FMP Alexandra Baron & Alejandro Notario
Data Science Master. KSchool 4th Edition
The main idea of this project is to develope a recommender engine to help craft beer sellers to recommend beers to their customers and therefore to sell more stuff. It has been tried to make web scraping asking for API's ay some websites as "Ratebeer", "Beeradvocate", but it was slow to build an important dataset with queries limitations so eventually it was got a .txt file from Beeradvocate from a Stanford University website with lots of records. From this:
- Python 2.7
- Libraries:
-
https://stackoverflow.com/questions/41861846/convert-row-to-column-in-python-pandas
-
https://stackoverflow.com/questions/14745022/pandas-dataframe-how-do-i-split-a-column-into-two
-
https://pybonacci.es/2015/12/11/breve-introduccion-a-los-sistemas-de-recomendacion/
-
https://docs.scipy.org/doc/numpy-1.13.0/reference/generated/numpy.corrcoef.html
-
Building Recommender Engines by Suresh Kumar Gorakala
-
Artificial Inteligence With Python by Prateek Joshi
-
An Introduction To Statistics With Python by Thomas Haslwanter
-
Notebook Juan Arevalo Recommender Systems Kschool Data Sience Master
- Data: Obtaining and Scrubbing data
- Recommnder Engine: Building recommender models
Data building and cleansing
This work can be found at Data folder. It has been got a final dataframe from a 2 columns .txt file to use testing code deceloping the recommender engines included in this repository, as well as study data structure and analyze it. Tasks and steps are described in a README included in this Data folder as well as the instructions to run the notebooks inside.

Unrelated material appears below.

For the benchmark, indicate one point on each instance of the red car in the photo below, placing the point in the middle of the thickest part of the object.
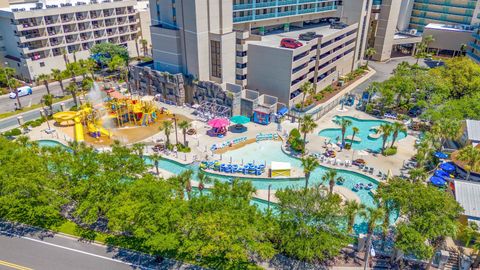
(290, 43)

Developing recommender engines
It has been thought to consult different resources to get knowledege and start to program. For this reason, the structure of the Recommender Engine Folder has different ways to approach this target. Notebooks topics are decribe in README included in this Recommender Engine Folder. Overall it has been taken ratings as the feature which it has been built the engines relating them with users, beers and syles. The project has been programmed in Python using Jupyter Notebooks The most important programming steps are explained in the notebooks
Conclusions
- The raw data was huge but it seems there is not enought related fields to get a reliable recommender engine. This is becasue it is missing common ratings between different users, it means more ratings, more users, and more beers rated by users, there are lots of different beers...It is predictable it is going to improve becasuse of obtaining more and more data by beer ratings websites as well as several websites like Amazon, Alibaba, etc.
- Anyway, the models work, but next target is to improve reliability.
Pending tasks
-
It has been wanted to program NLP to use the text review column which contains users comments to transform them in numerical rating code and use it in some model.
-
It has been wanted to make a webservice application using either Flask or Werkzeug to visualize the drop down lists of the 3 engines it have been made which have this application and show the prediction results.
-
Maybe an improvement would be to segment the dataset by styles to make recommender engines only for the most popular/rated styles, as well as iterating over other structures.
-
All of them are a matter of time.